Saturday, January 19, 2008

Best Yet On Academic Freedoms

Mr. David Warren, of the Ottawa Citizen (Canada) is, to my mind, one of the best essayists now in print. If newspapers do not obtain the usual permissions and reprint his offerings, they would be depriving their readers of the output of an unusually balanced mind and of an excellent stylist.

The column below is only one example of that balance and excellence and one which should be quickly reprinted.


COMMENTARY
January 19, 2008
Galileo again
Over the last fortnight I have been writing much about threats to freedom of speech and press in Canada, without mentioning the rest of the world. “Human rights” commissions or the like -- kangaroo courts and star chambers designed to silence the politically incorrect, without any of the inherited checks of a legitimate legal system -- are hardly restricted to Canada.

More broadly, the witch-hunting spirit of “political correctness” is at large in university campuses across the Western world; is sympathetically received in news and entertainment media; and has become an intrinsic part of the “progressive” ideology of bureaucratic elites in every Western country, including the good old USA.

This is a huge issue that can only be discussed in one tiny aspect at a time, but must be discussed, increasingly, under the noses of the commissars, and in despite of their heavy breathing.

The components of political correctness -- radical feminism, the “gay agenda,” multiculturalism and “reverse racism,” extreme environmentalism, “health fascism,” Darwinist scientism, and lately and most incongruously, Islamism -- do not constitute a coherent worldview. Each agenda contradicts each other, and each is internally irrational. The various interests are however united, not by what they affirm, but by what they deny or oppose, and are dedicated to destroying. Their common enemy is the Christian heritage of the West, or what is often called the “Judaeo-Christian tradition.”

I was quite struck, this last week, by one tiny aspect of this issue on display in Rome. Pope Benedict was invited to speak at a commencement of La Sapienza -- the famous science university, founded by Pope Boniface VIII in 1303. He had chosen to speak on the case of Galileo. ...

[Update & correction: his speech is now available in English through Zenit, & it does not even mention Galileo. I, & most of the rest of the world media, fell for the imaginings of the people I compare to "howler monkeys" below.]

... This was enough to inspire demonstrations, organized by the Left, at the university and elsewhere. The pope cancelled his appearance, after it became clear that his address would be interrupted by mobs of students and professors acting like howler monkeys (though without their excuse).

A sensible move: for the pope is now publishing the text of his address, and everyone still capable of reading with attention may do so in the quiet of his own home. Moreover, thanks to the negative publicity, more people will now read it.

On contemporary censorship generally, I was further struck by one remark, quoted in a Reuters dispatch on the event:

"I think the Pope's visit is not a good thing because science doesn't need religion. The university is open to every form of thought but religion isn't," said Andrea Sterbini -- a computer science professor who was one of 67 academic signatories of a document protesting the pope's visit.

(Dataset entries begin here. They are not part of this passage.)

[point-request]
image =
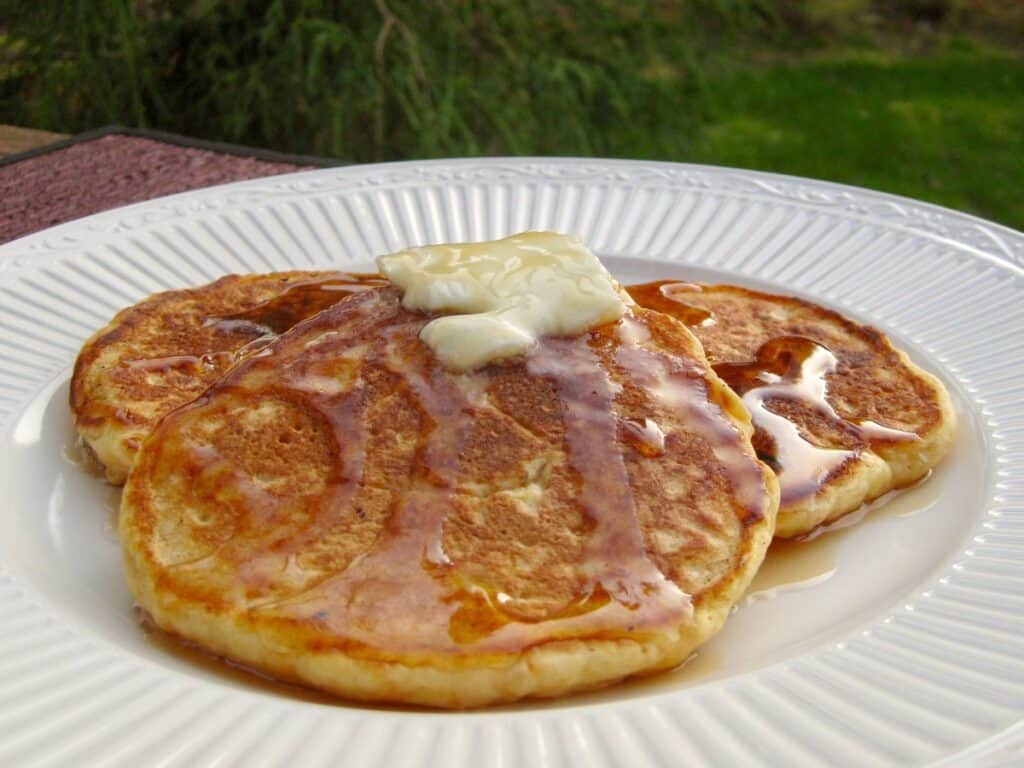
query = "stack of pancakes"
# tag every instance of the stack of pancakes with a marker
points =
(310, 494)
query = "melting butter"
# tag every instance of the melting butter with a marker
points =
(505, 294)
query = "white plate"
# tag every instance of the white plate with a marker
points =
(904, 646)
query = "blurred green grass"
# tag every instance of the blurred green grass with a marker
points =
(920, 97)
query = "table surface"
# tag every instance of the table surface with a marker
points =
(46, 183)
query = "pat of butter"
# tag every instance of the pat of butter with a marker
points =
(508, 294)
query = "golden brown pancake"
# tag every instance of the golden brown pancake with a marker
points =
(342, 512)
(164, 351)
(840, 414)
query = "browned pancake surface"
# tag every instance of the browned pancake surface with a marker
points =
(340, 507)
(165, 350)
(845, 394)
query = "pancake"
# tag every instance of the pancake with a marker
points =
(342, 512)
(840, 414)
(164, 351)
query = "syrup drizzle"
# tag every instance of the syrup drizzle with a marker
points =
(406, 589)
(790, 368)
(684, 389)
(784, 368)
(251, 330)
(297, 302)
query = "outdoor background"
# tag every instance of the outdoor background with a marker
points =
(920, 97)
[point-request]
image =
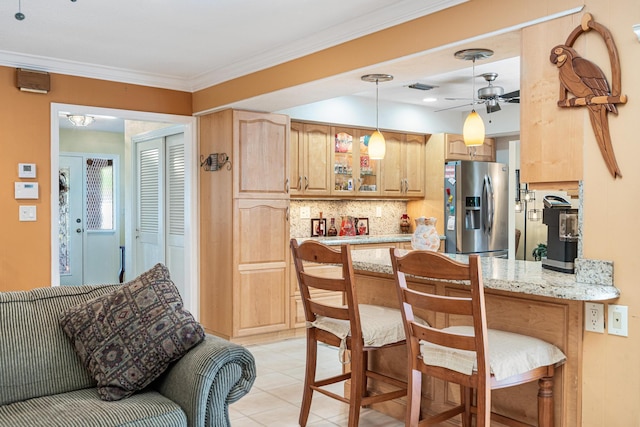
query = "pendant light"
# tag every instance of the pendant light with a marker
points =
(377, 145)
(473, 129)
(80, 120)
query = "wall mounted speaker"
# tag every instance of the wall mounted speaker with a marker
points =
(33, 80)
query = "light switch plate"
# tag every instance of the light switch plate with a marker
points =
(594, 317)
(305, 212)
(26, 170)
(618, 320)
(27, 213)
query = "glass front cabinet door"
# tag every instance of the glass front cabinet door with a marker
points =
(353, 171)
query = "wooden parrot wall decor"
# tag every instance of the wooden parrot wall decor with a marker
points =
(587, 83)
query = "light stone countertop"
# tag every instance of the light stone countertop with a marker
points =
(362, 240)
(526, 277)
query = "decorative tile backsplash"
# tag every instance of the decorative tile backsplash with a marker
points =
(388, 223)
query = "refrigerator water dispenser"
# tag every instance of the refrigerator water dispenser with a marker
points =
(472, 213)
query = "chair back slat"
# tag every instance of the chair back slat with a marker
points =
(440, 267)
(450, 305)
(446, 339)
(314, 252)
(324, 283)
(319, 309)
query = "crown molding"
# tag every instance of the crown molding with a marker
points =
(368, 23)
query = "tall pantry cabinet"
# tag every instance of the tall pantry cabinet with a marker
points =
(244, 225)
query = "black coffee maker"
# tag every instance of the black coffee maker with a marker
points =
(562, 234)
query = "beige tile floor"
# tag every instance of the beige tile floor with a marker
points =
(275, 397)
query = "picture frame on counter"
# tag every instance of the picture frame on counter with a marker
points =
(363, 227)
(318, 227)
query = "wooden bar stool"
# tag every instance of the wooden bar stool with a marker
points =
(472, 356)
(354, 329)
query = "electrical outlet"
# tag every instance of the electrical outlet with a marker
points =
(618, 320)
(594, 317)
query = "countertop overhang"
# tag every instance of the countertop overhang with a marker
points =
(526, 277)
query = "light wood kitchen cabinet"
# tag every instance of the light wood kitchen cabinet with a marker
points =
(244, 226)
(456, 150)
(354, 173)
(551, 138)
(403, 166)
(260, 154)
(262, 266)
(310, 159)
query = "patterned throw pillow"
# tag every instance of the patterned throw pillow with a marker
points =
(128, 338)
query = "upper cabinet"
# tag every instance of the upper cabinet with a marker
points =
(333, 161)
(310, 159)
(403, 165)
(551, 138)
(455, 149)
(354, 172)
(260, 170)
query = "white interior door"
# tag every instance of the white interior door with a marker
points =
(161, 207)
(150, 204)
(70, 224)
(175, 209)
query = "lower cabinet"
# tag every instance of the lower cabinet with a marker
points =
(262, 267)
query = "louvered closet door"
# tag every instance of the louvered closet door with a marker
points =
(150, 204)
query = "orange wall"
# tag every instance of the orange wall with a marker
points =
(25, 254)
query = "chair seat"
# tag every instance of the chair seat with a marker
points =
(509, 353)
(380, 325)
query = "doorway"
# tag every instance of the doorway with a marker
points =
(88, 200)
(190, 253)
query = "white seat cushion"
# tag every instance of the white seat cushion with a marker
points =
(380, 325)
(509, 353)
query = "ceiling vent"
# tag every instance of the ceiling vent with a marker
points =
(422, 86)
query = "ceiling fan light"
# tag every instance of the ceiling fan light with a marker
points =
(377, 146)
(473, 130)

In those two sentences my reader may see exposed the grounding assumption of every politically-correct proposition in the post-modern, so-called “liberal” mind. The speaker assumes there is an official "open-minded" position, that must be protected by law or force. He then insists on banning any deviation from this official “open-minded” position.

George Orwell made it his life's work to expound the way in which the plain meaning of any English word could be inverted in minds contaminated by ideology. The “open mind” becomes indistinguishable from the closed one. “Human rights” means the withdrawal of the inherited rights of each individual human being. The need for “diversity” means the suppression of variety. “Tolerance” means intolerance of dissent. “Peace” means war. “Freedom” means slavery. “Ignorance is strength.”

I was finally struck by a remark made by Frank Furedi, author of Politics of Fear, Therapy Culture, and assorted other books with nice titles. In the middle of a gallant defence of the pope's right to speak, he dropped this, probably unconsidered, line:

“Historically, science emerged through a struggle with religious dogma.”

This statement is not merely untrue, it is the opposite of the truth, and I believe that any intelligent and literate person, with a genuinely open mind, and the patience to study history, will discover that it is the opposite of the truth. Moreover, the question is extremely important, to science as well as to religion, because science lapses into scientism when it makes claims for itself that cannot be sustained in reason.

As the pope was perhaps going to say, before he was so rudely interrupted, a key to understanding the modern relationship between science and religion comes from e.g. studying the case of Galileo calmly, and then beginning to comprehend its background in a world where modern science had already been growing, for several centuries, under the direct patronage of the Catholic Church.